The design team, led by Jeff Roberts, who worked for Lucchesi, Galati Architects, Inc., at the time, had a major challenge just to restore the building to usability. The roof was riddled with holes and the wood frame was rotting in places. The original, thick walls—made of Adoblar, a clay brick that is fired in a kiln rather than baked in the sun like adobe—were in serious disrepair, and only a few craftsmen specialize in Adoblar construction.
The $12 million renovation was completed using traditional building techniques and honoring the original design, with a few modern innovations. Most of the sustainability strategies, however, are not readily apparent. All new wood is certified as sustainably harvested by the Forest Stewardship Council (FSC), and more than 99 percent of construction waste was recycled and diverted from the landfill. The building’s clay roof tiles meet the LEED “cool roof” standard, minimizing heat gain from the sun and reducing the need to cool the building. A 94 kW photovoltaic (PV) system—mounted on adjacent carport structures that do not affect the aesthetic of the Visitor Center—provides all of the building’s electricity, and a geothermal cooling system provides stable temperatures for a fraction of the cost of mechanical cooling. A solar hot water system provides almost 80 percent of hot water needs. Tubular skylights provide abundant daylight, and artificial lighting is 100 percent LED.

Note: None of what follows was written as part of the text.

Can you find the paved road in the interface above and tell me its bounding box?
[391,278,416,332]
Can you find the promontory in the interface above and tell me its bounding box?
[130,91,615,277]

None of these strategies are new or particularly expensive—but their application to a historic building is all too rare.
Besides the economic and environmental benefits, the social impacts of the project are also noteworthy. The Beilenson Center is more than a gateway to the surrounding natural wonders; it is also a place of healing, with emphasis on guiding visitors toward self-renewal and personal growth. The center also is an important destination for inner-city youth, who visit to connect with and learn about nature.
Jeff Roberts says, “We were drawn to it because it marries history with the desire for a deep green project that is an asset to the National Park Service. It’s inspirational to us.”